Another DEM Grant for Shannock Village
By Cynthia Drummond for BRVCA
February 21st 2024
RICHMOND – The Shannock Mill project has received a third grant from the Rhode Island Department of Environmental Management for the remediation of contamination at the site. The latest $350,000 grant follows two previous grants, of $429,000 and $235,280, from the state’s Brownfield and Economic Development program.
Property owner and developer Jeffrey Marlowe, of Newport, lived in one of the houses on the property when he was in his 20s. As his appreciation grew for the historic and aesthetic qualities of the village, Marlowe began buying and rehabilitating the old houses. In 2013, with guidance from Geoffrey Marchant, who at the time was Director of the Community Development Consortium, Marlowe spearheaded the $1.7 million modernization of the Shannock Water District water system. Then, in 2020, he purchased the mill property at the center of the village.
Marlowe’s plan is to build market rate and affordable housing and small-scale businesses, abutting a public green space by the river. The project aligns with several state priorities.
“This just hits a lot of them, you know?” Marlowe said. “It cleans up a brownfield, environmental justice in an otherwise low to mod affordable housing community. … Shannock’s always been a working - class neighborhood and the buzzword these days is, of course, ‘workforce housing’ and Shannock was always workforce housing.”
Shannock Mill is expected to qualify for a greater density of housing units, because of its affordable housing component.

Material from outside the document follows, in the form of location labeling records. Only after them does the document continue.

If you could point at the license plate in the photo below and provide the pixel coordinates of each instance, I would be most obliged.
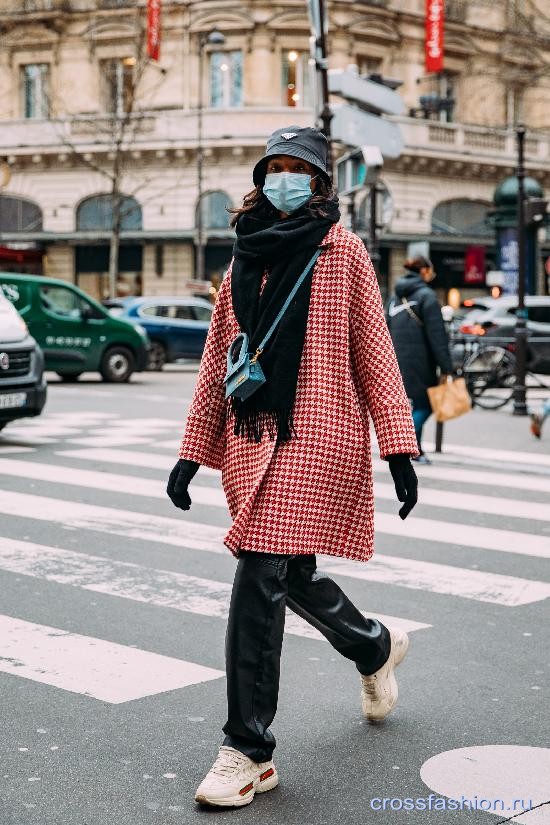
(13, 399)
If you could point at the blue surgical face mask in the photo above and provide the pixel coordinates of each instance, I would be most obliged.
(287, 191)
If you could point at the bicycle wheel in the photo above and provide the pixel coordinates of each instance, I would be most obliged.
(490, 377)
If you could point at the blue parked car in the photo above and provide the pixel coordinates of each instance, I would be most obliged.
(177, 326)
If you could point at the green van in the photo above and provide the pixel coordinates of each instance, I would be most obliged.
(76, 333)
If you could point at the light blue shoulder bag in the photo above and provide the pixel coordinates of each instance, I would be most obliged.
(244, 374)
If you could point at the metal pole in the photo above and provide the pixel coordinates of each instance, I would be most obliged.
(439, 437)
(373, 227)
(200, 240)
(351, 212)
(322, 66)
(520, 390)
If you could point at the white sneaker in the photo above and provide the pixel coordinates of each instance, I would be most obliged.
(379, 691)
(234, 779)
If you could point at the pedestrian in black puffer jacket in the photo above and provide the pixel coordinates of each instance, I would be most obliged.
(419, 337)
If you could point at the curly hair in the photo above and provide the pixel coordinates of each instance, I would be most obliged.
(256, 203)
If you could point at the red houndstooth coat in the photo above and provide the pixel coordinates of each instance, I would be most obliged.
(313, 494)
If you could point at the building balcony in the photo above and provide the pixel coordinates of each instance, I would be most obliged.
(474, 144)
(238, 129)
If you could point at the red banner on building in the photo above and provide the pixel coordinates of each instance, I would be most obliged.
(435, 34)
(153, 28)
(474, 265)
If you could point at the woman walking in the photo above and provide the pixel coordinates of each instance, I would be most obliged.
(420, 339)
(295, 455)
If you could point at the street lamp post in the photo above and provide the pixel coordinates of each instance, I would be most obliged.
(215, 38)
(520, 394)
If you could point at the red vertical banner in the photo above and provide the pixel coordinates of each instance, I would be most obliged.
(474, 265)
(153, 28)
(435, 35)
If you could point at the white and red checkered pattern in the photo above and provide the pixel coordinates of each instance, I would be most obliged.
(313, 494)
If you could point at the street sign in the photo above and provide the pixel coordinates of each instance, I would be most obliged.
(358, 169)
(375, 97)
(354, 127)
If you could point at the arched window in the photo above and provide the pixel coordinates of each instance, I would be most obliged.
(96, 213)
(461, 217)
(19, 215)
(214, 207)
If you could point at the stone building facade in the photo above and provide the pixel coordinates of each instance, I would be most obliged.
(68, 67)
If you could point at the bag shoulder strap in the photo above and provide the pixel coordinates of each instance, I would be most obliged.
(288, 301)
(411, 312)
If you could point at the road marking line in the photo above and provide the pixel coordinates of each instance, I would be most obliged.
(508, 781)
(104, 670)
(436, 578)
(215, 497)
(162, 588)
(132, 459)
(516, 481)
(138, 525)
(507, 591)
(512, 456)
(129, 523)
(455, 534)
(109, 440)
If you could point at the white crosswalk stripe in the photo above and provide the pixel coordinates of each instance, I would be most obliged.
(166, 462)
(162, 588)
(117, 673)
(103, 670)
(436, 578)
(215, 497)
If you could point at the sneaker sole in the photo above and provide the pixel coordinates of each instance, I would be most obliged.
(398, 657)
(238, 801)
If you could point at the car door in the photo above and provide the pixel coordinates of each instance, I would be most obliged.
(68, 337)
(188, 332)
(203, 316)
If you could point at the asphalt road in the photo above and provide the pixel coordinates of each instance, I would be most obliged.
(112, 625)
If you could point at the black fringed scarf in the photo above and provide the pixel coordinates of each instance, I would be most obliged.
(284, 247)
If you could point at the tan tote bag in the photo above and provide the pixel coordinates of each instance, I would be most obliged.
(449, 399)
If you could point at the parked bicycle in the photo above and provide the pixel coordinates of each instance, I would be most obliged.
(489, 369)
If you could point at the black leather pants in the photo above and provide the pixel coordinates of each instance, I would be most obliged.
(264, 584)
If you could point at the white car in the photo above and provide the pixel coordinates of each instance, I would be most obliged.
(22, 384)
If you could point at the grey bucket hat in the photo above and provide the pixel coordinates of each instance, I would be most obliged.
(307, 143)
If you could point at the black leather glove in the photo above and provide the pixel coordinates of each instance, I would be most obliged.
(405, 480)
(178, 483)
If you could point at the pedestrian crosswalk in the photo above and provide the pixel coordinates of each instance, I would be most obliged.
(97, 474)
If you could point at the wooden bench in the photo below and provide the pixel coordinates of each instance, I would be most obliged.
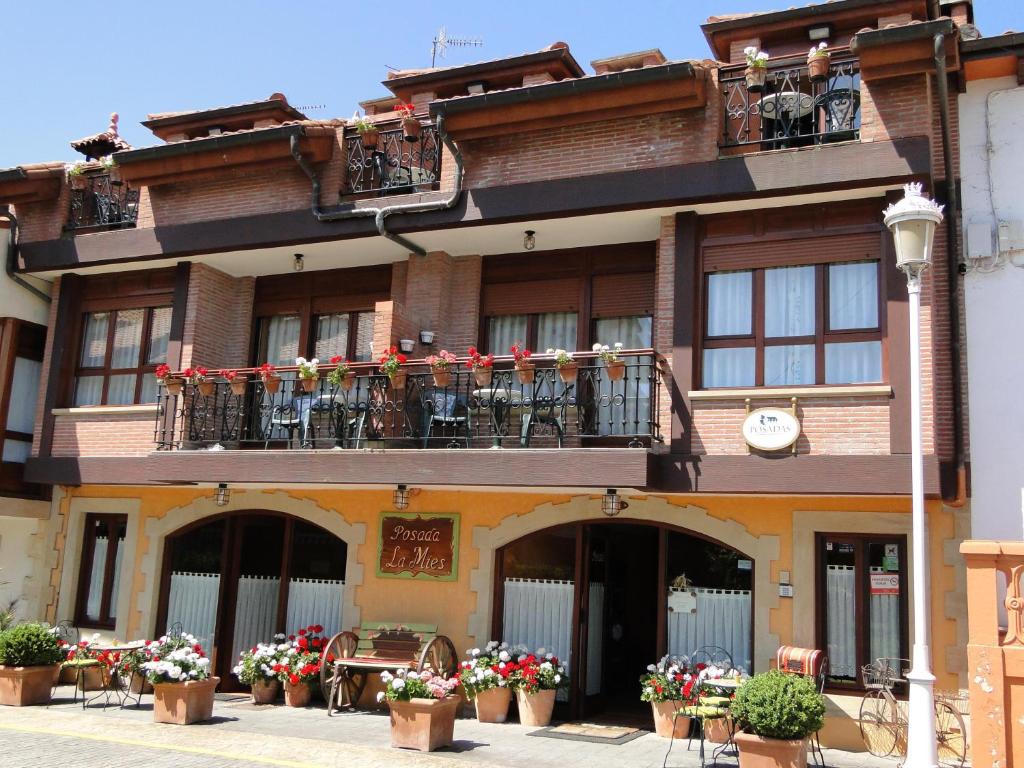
(349, 657)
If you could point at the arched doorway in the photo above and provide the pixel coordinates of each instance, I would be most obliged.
(239, 578)
(612, 596)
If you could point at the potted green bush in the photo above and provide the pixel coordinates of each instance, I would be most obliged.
(776, 713)
(30, 656)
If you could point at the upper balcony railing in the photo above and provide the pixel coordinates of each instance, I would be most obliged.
(791, 110)
(395, 164)
(99, 201)
(592, 406)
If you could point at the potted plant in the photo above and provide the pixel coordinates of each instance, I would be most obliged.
(565, 365)
(390, 365)
(523, 365)
(369, 133)
(818, 61)
(268, 375)
(669, 686)
(30, 657)
(482, 367)
(342, 376)
(536, 681)
(236, 381)
(440, 366)
(614, 367)
(411, 127)
(776, 714)
(308, 373)
(423, 709)
(182, 687)
(757, 69)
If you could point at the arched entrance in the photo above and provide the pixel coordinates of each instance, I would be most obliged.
(239, 578)
(612, 596)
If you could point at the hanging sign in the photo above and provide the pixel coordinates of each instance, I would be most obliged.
(419, 546)
(771, 428)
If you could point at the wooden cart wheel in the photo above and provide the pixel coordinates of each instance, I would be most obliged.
(439, 657)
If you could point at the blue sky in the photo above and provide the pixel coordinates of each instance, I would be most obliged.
(69, 66)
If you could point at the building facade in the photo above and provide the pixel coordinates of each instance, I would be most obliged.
(743, 481)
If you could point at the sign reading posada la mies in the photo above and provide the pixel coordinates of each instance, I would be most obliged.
(770, 429)
(419, 546)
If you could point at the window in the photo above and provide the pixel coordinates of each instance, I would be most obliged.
(120, 349)
(99, 577)
(793, 326)
(861, 602)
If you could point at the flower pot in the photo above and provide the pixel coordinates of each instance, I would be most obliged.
(265, 691)
(23, 686)
(615, 370)
(536, 709)
(757, 752)
(297, 695)
(493, 705)
(181, 704)
(667, 725)
(424, 724)
(756, 77)
(524, 371)
(817, 69)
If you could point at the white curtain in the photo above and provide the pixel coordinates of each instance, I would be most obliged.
(314, 601)
(723, 619)
(255, 611)
(193, 604)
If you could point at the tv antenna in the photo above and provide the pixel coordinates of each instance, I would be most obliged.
(442, 41)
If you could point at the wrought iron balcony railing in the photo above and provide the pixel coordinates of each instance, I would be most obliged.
(394, 166)
(103, 203)
(594, 407)
(793, 111)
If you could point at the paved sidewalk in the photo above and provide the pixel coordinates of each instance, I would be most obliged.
(243, 735)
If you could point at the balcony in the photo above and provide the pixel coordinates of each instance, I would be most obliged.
(394, 166)
(792, 111)
(588, 410)
(102, 203)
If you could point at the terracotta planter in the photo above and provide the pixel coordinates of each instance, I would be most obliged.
(24, 686)
(756, 77)
(265, 691)
(665, 714)
(297, 695)
(536, 709)
(424, 724)
(182, 704)
(493, 705)
(757, 752)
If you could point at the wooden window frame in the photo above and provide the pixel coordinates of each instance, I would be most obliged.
(862, 645)
(822, 334)
(107, 601)
(144, 368)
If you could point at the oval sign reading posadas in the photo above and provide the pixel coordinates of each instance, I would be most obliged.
(770, 429)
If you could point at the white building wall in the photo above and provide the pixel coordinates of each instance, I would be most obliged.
(991, 114)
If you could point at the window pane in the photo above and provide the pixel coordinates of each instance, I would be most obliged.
(729, 303)
(790, 301)
(160, 333)
(793, 364)
(853, 363)
(332, 336)
(94, 339)
(556, 331)
(127, 338)
(853, 295)
(505, 331)
(728, 368)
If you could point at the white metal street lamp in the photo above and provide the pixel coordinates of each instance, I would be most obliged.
(912, 221)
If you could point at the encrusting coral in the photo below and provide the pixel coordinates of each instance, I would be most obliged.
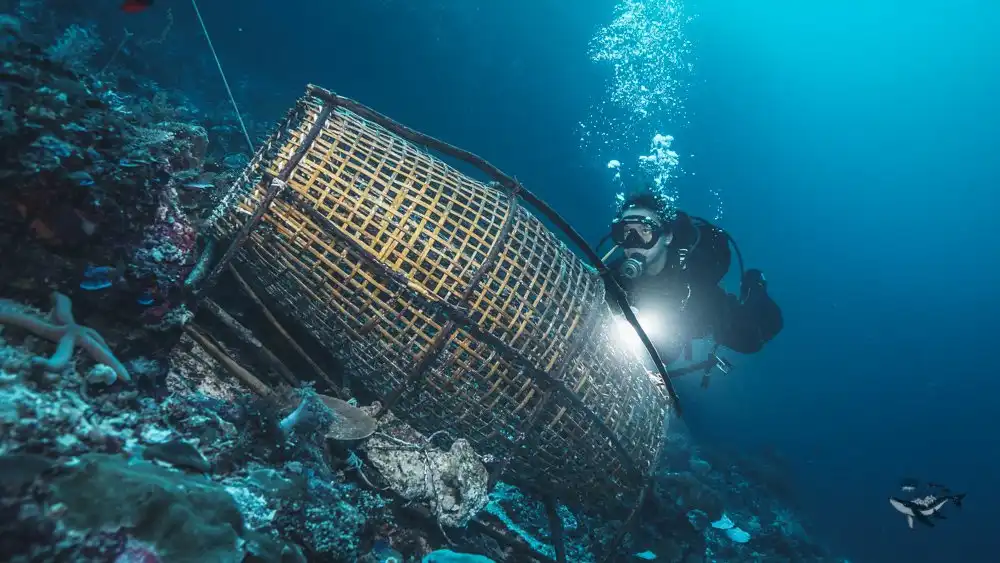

“Any residential units you build under new construction, 25% of those would have to be deeded affordable housing. When I say ‘deeded,’ I mean 30 years deeded,” Marlowe explained. “We really haven’t gotten into this at the town level yet. There’s been a change of planning officers there.”
Two mills once anchored the site: the Clark Cotton Mill/Columbia Narrow Fabrics Company built in 1848 in the center of the village, and to the West, the Carmichael Mill complex, rebuilt in 1885 after a fire destroyed the original structure.
The mill buildings and several additional structures, which had been vacant for 50 years, were unsalvageable. Marlowe’s crew razed those buildings, a project that was complicated by the permits required for asbestos abatement and demolition. Despite the largely undeveloped state of the site, the Horseshoe Falls dam and the Pawcatuck River flowing past the property give the village an undeniable charm. Shannock Village was listed on the National Register of Historic Places in 1983.
The Wood-Pawcatuck watershed was designated in 2019 as “Wild and Scenic” by the National Park Service, and the Shannock Mill project enjoys the support of the Wood-Pawcatuck Watershed Association. Members of the Wood-Pawcatuck Wild and Scenic Rivers Stewardship Council stopped by recently, to meet with Marlowe and hear an update on his progress.
The Remediation Continues
The challenge now facing Marlowe’s team is removing the remaining oil-contaminated soil. Efforts to work with Amtrak to remediate an adjacent contaminated parcel it owns have been unsuccessful.
“We ended up getting huge impact crushers on-site to crush up a lot of the cement,” Marlowe said. “These were the piers that were in the floor of the mill that they used to anchor all the weaving and looms to. The only buildings that are remaining are the turbine room building and the adjacent cut stone granite foundation. … Originally, the mill was sited there and they had a turbine located there for mechanical power. It was all belt drive at one point, then they put in a new hydropower turbine that then was electrified - the mill.”
Housing and Commercial Plans
Two recently-completed affordable housing projects, Richmond Ridge in Richmond and Shannock Village, just over the line in Charlestown, are very close to Shannock Village.
“Richmond dropped their Richmond Ridge in over there, 32 units, and then, Charlestown dropped in the Shannock Village Cottages, 11 units, and I know there’s concern,” Marlowe said, noting that Shannock Mill will offer both market rate and affordable housing.
“We don’t want to throw 100% affordable in the midst of the village and I’m fully in agreement on that,” he said.
The housing, which is expected to comprise 14 units, four of them affordable rentals, will be built at the North Road end of the property.
“Up along the road here, create some housing,” Marlowe said, pointing to a rendering of the site. “This is North Road right across here. So, the idea was, create sort of a four-way intersection, not that there’d be stop signs on all four, but access into the site would be right across from North Road. The beauty of that is, as you’re coming up that elevation grade change, you’re not putting headlights in somebody’s living room.”
Marlowe is also planning a commercial space for the old turbine building.
“I think that turbine building and the structure adjacent to it could really be a beautiful space, with decks open to the river,” he said.
With so much permitting and fundraising still ahead, Marlowe does not have a target completion date.
“We’re going to spend the remainder of this year, probably into early next year, doing the remediation with this latest round of grant funding,” he said. “We should get a long way and this should get us across the finish line, unless there’s some sort of pocket of additional contaminated soils that we haven’t discovered. … What I’m so grateful for, and I know I’m just sounding like a Pollyanna here, but I am, is that the state stuck with us on this project.”